Офис оказался крошечной комнаткой. За столом перед компьютером «ЭЛЛА» сидела миленькая для своих сорока лет секретарша, ее каштановые волосы были взбиты в высокую прическу, из которой торчал карандаш. В правом ухе позвякивала длинная серьга. Она сидела на фоне перекидного календаря с крупными квадратами для чисел. В каждый квадрат помещалась фамилия и в скобках – название машины. Около календаря висела деревянная доска с крючками, помеченными белыми ярлыками. Кросвелл снял с доски ключ, подписанный фамилией «Хоуп», удовлетворенно кивнул и спросил:
– Этот ключ подходит к вашему багажнику?
– Багажник и «бардачок» открываются одним ключом.
– Вот и славно, – обрадовался Кросвелл. – Терпеть не могу возни с ключами. Иногда клиенты оставляют ключи от своей второй машины, приходится им названивать. Случается, что они сами трезвонят, оставили, мол, в связке ключи от дома, и не буду ли я столь любезен обождать, когда они заявятся за ключами. Вы не представляете, какая морока с этими ключами. Так когда я обещал?
– Через две недели, – напомнил Кан. – Мария, пометь, ладно? Хоуп, «акура-ледасанд», через две недели. Какое это будет число?
Мария встала со своего места. Она оказалась миниатюрной дамой с красивой фигурой. Кан не мог оторвать глаз от ее зада. Мэтью тоже. Кросвелл был избалован – он невозмутимо потягивал пиво. Мария ткнула пальчиком в календарь. Понедельник через две недели выпал на третье сентября.
– Это праздник, – объявила она.
– Что? – не понял Кросвелл.
– Это будет День труда, понедельник, – повторила Мария.
– Третье сентября. Это выходной, не так ли?
– Тогда во вторник, – сказал Кросвелл. – Часов в пять, хорошо?
– Точно в пять?
– Да, в пять часов, – уверенно произнес Кросвелл.
– Чья машина стоит у входа? – спросил кто-то за их спиной.
Мэтью обернулся. В дверях стоял человек в запачканном краской комбинезоне, одной рукой он опирался о косяк.
– «Форд»? – уточнил Мэтью.
– Да, – ответил тот. – Может, вы ее отгоните, а то мне не добраться до своей машины.
– Конечно, – кивнул Мэтью. – Мы все закончили? – спросил он у Кана.
– Осталось подписать бумаги, – сказал Кан.
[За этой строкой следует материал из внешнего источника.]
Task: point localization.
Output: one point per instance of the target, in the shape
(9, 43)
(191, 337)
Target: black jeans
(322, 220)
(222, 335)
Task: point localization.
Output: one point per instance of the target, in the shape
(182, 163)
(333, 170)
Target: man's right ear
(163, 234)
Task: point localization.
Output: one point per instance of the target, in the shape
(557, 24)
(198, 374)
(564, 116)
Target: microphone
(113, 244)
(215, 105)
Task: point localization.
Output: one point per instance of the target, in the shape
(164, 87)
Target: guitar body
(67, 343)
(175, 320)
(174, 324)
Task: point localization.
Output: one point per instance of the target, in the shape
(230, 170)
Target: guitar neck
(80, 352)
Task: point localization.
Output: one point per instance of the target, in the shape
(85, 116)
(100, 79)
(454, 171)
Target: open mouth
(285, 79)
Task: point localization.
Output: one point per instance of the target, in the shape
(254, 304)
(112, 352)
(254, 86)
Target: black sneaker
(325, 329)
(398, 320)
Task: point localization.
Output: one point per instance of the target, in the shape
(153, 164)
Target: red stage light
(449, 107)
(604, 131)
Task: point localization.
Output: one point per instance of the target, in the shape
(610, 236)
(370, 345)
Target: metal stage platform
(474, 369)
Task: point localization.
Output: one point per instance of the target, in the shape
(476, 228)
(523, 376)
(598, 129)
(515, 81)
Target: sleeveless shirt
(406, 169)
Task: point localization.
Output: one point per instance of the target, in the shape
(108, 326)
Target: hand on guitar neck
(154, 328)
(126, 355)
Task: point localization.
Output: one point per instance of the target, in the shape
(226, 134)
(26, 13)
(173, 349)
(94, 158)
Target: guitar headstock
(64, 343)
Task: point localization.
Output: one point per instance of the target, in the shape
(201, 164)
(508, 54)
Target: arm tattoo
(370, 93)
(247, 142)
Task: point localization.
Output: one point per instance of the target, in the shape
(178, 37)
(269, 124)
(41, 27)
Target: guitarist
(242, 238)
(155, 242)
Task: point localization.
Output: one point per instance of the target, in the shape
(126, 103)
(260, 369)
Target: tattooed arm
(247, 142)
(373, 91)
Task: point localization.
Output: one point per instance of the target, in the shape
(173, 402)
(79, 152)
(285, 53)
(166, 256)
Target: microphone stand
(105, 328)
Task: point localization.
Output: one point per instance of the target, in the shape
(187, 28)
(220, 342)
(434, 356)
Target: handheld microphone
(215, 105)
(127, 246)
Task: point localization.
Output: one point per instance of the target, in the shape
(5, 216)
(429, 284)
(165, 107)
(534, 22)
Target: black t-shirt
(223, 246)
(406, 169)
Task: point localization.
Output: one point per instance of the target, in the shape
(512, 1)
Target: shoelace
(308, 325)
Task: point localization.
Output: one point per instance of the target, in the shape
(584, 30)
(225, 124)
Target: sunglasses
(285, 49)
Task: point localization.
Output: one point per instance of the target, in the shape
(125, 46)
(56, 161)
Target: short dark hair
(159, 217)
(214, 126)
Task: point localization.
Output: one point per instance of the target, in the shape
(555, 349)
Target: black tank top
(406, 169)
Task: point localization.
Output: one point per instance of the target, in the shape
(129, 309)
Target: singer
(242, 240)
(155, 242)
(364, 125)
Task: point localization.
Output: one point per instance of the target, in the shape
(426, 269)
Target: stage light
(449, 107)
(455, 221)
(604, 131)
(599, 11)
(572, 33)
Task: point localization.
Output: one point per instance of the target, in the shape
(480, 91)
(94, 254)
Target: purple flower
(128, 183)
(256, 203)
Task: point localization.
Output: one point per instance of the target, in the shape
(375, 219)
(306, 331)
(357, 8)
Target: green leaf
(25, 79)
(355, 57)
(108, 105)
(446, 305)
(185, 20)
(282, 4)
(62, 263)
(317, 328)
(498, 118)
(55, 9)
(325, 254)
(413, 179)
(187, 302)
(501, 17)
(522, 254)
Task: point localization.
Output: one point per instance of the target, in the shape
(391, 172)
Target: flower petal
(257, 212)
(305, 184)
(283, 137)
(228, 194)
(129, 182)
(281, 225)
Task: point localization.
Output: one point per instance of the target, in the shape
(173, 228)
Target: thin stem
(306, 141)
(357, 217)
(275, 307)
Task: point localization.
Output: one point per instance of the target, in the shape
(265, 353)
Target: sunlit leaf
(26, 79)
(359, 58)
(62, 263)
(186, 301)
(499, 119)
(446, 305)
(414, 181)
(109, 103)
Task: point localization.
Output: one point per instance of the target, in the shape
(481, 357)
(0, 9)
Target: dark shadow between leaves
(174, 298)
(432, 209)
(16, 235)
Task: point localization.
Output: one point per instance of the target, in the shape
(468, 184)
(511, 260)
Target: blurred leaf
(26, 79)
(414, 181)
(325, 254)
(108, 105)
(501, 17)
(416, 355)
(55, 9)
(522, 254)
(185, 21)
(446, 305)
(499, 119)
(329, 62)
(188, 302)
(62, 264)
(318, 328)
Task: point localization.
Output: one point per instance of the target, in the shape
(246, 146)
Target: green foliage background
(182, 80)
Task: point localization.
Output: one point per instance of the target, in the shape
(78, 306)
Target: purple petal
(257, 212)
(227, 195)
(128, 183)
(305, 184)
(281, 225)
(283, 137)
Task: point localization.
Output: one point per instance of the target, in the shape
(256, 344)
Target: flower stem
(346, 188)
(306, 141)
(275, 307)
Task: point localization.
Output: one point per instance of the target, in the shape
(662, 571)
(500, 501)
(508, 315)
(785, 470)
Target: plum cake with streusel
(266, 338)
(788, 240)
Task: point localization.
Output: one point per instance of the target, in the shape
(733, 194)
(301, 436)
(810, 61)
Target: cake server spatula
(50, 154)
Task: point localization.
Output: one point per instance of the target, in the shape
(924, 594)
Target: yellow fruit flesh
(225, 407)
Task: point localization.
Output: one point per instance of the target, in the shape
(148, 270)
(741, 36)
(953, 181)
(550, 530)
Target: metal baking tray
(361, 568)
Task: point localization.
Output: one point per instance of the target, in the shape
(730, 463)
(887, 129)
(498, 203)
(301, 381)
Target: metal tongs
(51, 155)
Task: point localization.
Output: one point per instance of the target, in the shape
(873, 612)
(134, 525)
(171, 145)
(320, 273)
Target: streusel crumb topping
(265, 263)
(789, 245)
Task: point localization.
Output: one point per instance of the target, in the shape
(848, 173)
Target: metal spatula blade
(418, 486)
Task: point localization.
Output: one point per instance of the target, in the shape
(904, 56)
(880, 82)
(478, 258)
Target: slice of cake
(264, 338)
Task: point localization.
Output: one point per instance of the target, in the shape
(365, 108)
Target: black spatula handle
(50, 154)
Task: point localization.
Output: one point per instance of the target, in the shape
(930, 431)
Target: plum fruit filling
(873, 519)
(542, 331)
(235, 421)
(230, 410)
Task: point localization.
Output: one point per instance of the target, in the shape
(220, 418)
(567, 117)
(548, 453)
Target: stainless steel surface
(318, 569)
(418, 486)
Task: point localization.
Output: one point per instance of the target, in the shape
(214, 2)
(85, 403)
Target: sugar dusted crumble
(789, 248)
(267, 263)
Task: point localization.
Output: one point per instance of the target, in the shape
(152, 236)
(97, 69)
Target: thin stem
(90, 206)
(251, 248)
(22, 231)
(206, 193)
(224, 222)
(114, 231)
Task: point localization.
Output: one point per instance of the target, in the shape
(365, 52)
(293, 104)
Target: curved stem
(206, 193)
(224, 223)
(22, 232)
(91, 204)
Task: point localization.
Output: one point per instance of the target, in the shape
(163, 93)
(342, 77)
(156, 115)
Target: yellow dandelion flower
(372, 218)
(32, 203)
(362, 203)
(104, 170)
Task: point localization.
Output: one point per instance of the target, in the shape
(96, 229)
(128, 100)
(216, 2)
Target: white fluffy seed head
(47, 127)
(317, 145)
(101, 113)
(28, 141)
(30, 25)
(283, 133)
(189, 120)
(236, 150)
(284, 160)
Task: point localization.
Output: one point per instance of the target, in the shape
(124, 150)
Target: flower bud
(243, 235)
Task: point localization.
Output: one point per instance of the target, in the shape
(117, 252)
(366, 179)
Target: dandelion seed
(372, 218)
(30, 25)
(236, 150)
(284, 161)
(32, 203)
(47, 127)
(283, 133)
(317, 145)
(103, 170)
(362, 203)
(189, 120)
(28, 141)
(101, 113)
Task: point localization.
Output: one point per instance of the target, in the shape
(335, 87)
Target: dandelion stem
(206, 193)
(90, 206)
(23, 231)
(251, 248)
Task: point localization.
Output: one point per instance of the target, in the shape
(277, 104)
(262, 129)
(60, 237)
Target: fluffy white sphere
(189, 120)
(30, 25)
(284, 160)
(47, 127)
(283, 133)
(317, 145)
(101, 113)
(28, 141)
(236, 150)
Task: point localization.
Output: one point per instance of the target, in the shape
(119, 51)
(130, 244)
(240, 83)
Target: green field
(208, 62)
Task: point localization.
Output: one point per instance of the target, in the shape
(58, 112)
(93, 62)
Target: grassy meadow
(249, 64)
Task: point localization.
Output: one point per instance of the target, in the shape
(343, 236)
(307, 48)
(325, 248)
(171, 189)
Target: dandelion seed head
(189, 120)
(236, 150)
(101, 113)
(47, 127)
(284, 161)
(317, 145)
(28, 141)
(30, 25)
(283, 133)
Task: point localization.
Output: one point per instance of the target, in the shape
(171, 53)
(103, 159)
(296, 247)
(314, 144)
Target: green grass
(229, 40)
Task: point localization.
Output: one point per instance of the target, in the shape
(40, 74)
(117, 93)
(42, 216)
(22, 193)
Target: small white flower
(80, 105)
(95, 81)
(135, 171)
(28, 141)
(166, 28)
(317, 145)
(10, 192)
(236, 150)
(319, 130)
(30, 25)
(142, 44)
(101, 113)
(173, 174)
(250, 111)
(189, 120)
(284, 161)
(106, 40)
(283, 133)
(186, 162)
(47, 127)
Мэтью бегло просмотрел документ.
В нем оговаривалось, что ремонтные работы будут произведены фирмой «Кросвелл авто», на счет которой поступит оплата. Человек в комбинезоне терпеливо ждал за дверью, пока Мэтью подписывал бумаги, ставил число, обменивался рукопожатием с Каном и заверял Кросвелла, что приедет за машиной четвертого сентября.
– Значит, в пять часов, – повторил Мэтью и пошел за мужчиной на стоянку машины. В непосредственной близости у его машины была припаркована «мазда» с продавленным багажником. Мэтью сел в свой «форд», завел двигатель, подал немного вперед, чтобы удобнее было разворачиваться, и выехал на асфальтированную дорожку на выезде из парка.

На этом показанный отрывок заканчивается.